26.06.2016 в 10:00

Прорва: куда прятали трупы в начале прошлого века в Улан-Удэ

Новый рассказ от бывшего опера
A- A+
Прорва: куда прятали трупы в начале прошлого века в Улан-Удэ
Профессиональная преступность, тысячу раз на словах «похороненная» на разных исторических этапах, к сожалению, была и остается, подстраиваясь под революции и перестройки, приватизации и модернизации. Соответственно преобразуются и «профи» - те, кто сделал кражи, разбой, убийства источником своего существования.

Эту историю, связанную с личностью Сапунихи, ее изобличением и бесславной кончиной, услышал я сначала от заместителя Председателя Верховного Суда Бурятии Иннокентия Сиренова, который в 1930 году был в составе суда при рассмотрении дела Сапунихи. После этого вновь с многими неизвестными ранее  подробностями услышал от Владимира Николаевича Кудряшова, который в милицейской среде когда-то считался человеком-легендой, хотя из ныне здравствующих ветеранов милиции осталось мало тех, кто его помнит.
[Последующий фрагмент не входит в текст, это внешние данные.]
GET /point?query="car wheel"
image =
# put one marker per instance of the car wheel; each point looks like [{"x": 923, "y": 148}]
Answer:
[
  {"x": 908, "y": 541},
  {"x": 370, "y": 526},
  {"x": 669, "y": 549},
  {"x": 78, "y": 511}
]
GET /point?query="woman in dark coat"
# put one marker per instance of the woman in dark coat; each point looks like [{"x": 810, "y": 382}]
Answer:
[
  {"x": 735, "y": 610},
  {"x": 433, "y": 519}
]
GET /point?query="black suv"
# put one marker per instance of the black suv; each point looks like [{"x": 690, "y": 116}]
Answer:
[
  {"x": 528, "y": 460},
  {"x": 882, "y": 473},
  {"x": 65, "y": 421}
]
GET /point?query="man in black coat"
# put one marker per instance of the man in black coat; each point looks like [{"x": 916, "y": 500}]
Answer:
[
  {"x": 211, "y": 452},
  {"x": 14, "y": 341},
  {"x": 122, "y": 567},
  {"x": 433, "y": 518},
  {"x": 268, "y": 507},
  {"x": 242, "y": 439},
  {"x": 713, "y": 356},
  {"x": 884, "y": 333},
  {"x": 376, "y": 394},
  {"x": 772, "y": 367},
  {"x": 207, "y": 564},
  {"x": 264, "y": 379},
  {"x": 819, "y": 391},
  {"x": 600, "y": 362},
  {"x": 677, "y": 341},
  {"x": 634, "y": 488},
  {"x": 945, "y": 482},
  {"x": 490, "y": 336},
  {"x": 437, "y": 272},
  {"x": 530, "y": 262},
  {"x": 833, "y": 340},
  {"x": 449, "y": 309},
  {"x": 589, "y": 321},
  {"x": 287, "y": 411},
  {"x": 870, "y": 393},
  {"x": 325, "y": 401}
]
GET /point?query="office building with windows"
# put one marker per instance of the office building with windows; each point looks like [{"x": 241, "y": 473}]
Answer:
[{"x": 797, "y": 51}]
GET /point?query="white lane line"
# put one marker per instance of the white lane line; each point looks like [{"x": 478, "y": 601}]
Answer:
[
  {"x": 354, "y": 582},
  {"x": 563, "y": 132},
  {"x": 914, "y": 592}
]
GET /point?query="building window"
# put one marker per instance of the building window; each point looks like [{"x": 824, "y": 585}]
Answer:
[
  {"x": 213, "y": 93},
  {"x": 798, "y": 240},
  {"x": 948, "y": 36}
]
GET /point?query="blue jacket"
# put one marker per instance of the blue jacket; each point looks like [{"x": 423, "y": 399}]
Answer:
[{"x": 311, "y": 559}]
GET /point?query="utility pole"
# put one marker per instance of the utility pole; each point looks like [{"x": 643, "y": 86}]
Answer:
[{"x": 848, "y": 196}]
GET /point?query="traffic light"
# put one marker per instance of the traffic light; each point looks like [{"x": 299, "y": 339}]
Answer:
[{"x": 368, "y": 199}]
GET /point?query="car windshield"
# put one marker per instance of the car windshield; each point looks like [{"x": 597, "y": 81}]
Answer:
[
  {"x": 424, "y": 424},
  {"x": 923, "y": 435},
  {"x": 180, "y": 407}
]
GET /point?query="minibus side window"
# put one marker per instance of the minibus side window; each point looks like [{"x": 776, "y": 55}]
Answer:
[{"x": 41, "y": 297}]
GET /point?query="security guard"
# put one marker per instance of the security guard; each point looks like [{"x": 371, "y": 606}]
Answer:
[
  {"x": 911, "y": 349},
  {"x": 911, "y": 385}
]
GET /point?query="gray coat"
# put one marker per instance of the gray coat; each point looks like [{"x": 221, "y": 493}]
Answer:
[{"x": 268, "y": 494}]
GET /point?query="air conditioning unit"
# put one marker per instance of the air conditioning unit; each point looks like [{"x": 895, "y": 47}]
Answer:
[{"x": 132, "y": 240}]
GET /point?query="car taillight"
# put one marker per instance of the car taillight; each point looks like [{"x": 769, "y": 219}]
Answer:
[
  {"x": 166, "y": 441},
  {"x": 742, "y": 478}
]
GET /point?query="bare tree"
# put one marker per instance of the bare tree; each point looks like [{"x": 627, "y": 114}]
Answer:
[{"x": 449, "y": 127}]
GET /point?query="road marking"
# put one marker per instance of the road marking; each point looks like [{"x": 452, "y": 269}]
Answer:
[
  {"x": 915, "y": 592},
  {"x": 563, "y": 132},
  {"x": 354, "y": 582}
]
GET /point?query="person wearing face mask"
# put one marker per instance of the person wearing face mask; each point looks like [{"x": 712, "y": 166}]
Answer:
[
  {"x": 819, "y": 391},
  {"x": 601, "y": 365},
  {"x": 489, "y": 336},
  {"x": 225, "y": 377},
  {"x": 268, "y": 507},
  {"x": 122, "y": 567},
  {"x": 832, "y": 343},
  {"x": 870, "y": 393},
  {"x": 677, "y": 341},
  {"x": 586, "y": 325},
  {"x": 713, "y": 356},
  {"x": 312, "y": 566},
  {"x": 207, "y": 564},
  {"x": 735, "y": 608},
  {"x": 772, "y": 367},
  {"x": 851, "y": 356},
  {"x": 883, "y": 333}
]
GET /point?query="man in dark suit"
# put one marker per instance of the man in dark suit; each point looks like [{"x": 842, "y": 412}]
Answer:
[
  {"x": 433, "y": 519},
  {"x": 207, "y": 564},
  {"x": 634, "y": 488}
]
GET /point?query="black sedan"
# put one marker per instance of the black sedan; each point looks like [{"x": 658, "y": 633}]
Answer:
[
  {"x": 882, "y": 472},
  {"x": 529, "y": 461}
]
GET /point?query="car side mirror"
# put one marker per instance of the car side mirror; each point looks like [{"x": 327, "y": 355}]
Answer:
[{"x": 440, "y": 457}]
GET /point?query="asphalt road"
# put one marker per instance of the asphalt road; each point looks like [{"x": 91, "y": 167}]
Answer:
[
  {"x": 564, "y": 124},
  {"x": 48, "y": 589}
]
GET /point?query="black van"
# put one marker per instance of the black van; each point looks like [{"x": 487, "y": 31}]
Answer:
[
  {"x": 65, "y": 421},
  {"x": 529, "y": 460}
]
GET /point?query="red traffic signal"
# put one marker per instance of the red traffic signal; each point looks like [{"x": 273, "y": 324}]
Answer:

Свою работу в милиции Кудряшов начал в далеком 1921 году милиционером Верхнеудинского уезда. Позднее работал старшим милиционером в нынешнем Тарбагатайском районе. Затем был переведен в Управление милиции республики, служил в уголовном розыске. В 30-х годах в период крестьянского мятежа, охватившего значительную часть Тарбагатайского, Мухоршибирского и Бичурского районов, являлся полномочным представителем штаба по борьбе с повстанцами. В 1943 году в составе группы из двадцати трех человек был направлен из Улан-Удэ на Украину для борьбы с бандами украинских националистов - ОУН. Работал там в Ровенской области. Из всей группы живыми вернулись домой только восемь. Спецкомандировка для них закончилась в 1948 году.

В середине пятидесятых Владимир Николаевич оформился на пенсию, а я после средней школы подрабатывал в молодежной газете и строил планы написать о нем очерк. Из этого ничего не получилось, но рассказ его запал в память. А еще остались с той поры кое-какие записи.

В начале 1930 года Кудряшов был переведен из сельской местности в Верхнеудинск на должность агента первого разряда Управления милиции Бурят-Монгольской АССР. Здесь все для него было внове - не только обстановка, но и способы работы, которыми приходилось пользоваться.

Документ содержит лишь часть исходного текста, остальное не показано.